Sometimes it’s just fun to take photographs, and that’s where the cell-phone comes in as a major source of entertainment. So today I want to offer up confectionery delight with Figure 1 – Lollipops. The word “lollipop” in and of itself is wonderful, especially when you onomatopoetically emphasize the syllable “pop,” as in “lol-lee-POP.”
I headed to the Wikipedia to learn about the world of lollipops, and the first thing that I found out is that the ones pictured in my photograph are referred to as “large, rainbow-swirl lollipops.” The first lollipops date back to medieval times when the nobility would eat boiled sugar with sticks as handles. The word ‘lollipop’ was first recorded by English lexicographer Francis Grose in 1796. The term may have derived from the word “lolly” (tongue) and “pop” (slap). The story gets confusing when it comes to lollies in the Americas. Many people believe that they were invented around the time of the US Civil War. George Smith claimed the invention of the modern style lollipop in 1908 and trademarked the lollipop name in 1931.

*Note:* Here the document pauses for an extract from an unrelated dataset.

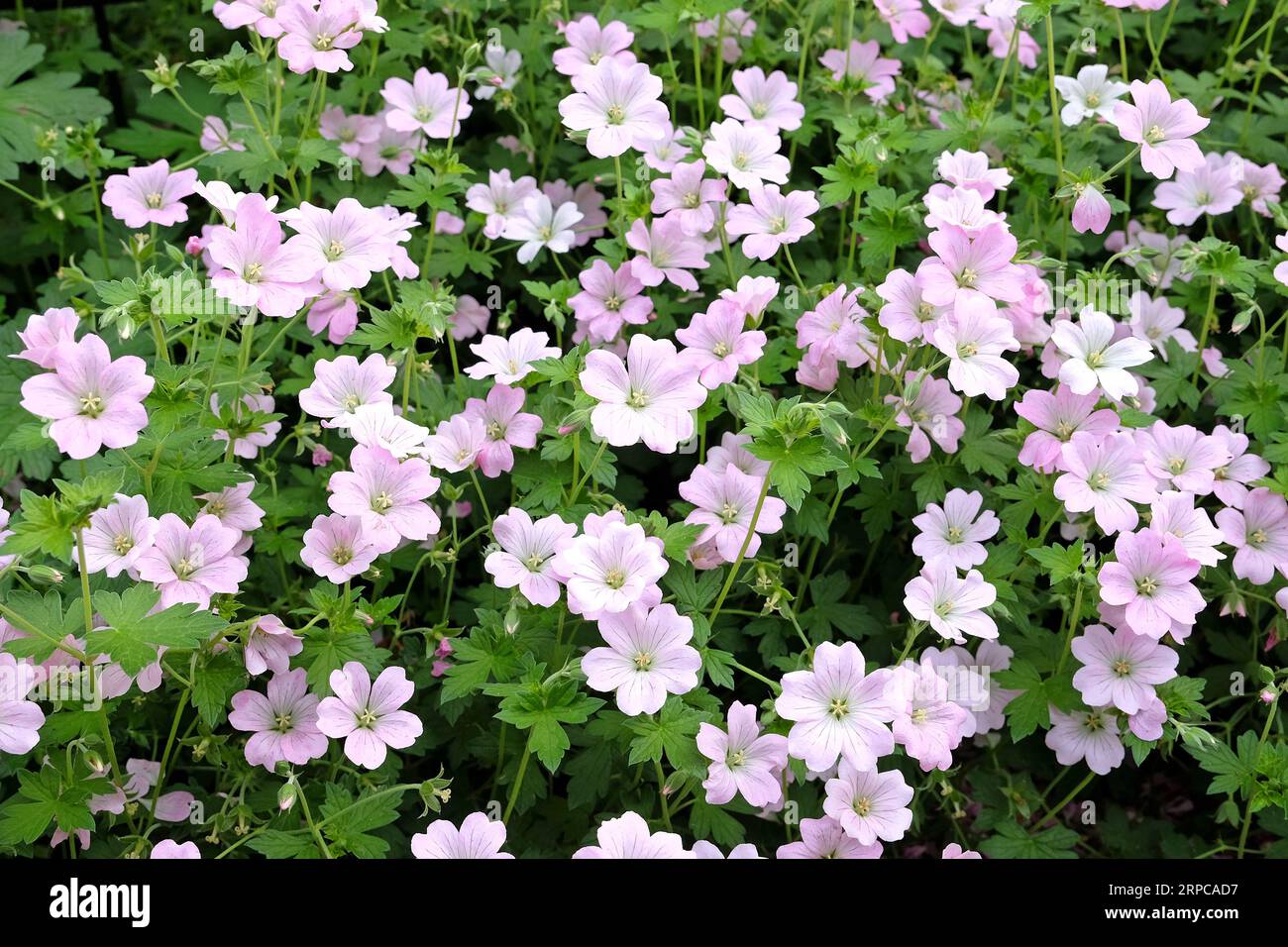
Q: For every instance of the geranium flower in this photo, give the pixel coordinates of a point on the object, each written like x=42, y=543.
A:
x=368, y=714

As for the lollipops of Figure 1. These are reminiscent to me of what were variously called, depending upon size, as “eight hour,”” twelve hour,” and “all day” suckers when I was a child. I, myself, could not make them last, as I was an “inevitable cruncher” of lollipops, indeed of all “sucking candies.” My grandmother referred to these as “hard candies” and always had a supply of “sour balls” on hand when my sister and I came over. Still there were those with the endurance to lick away for hours – and worse to store them by their bedsides overnight as their teeth and pancreata rotted away at a tender age. It is hard to recall, but I suspect that these were the same children who would disgustingly lick out the centers of their Oreo cookies.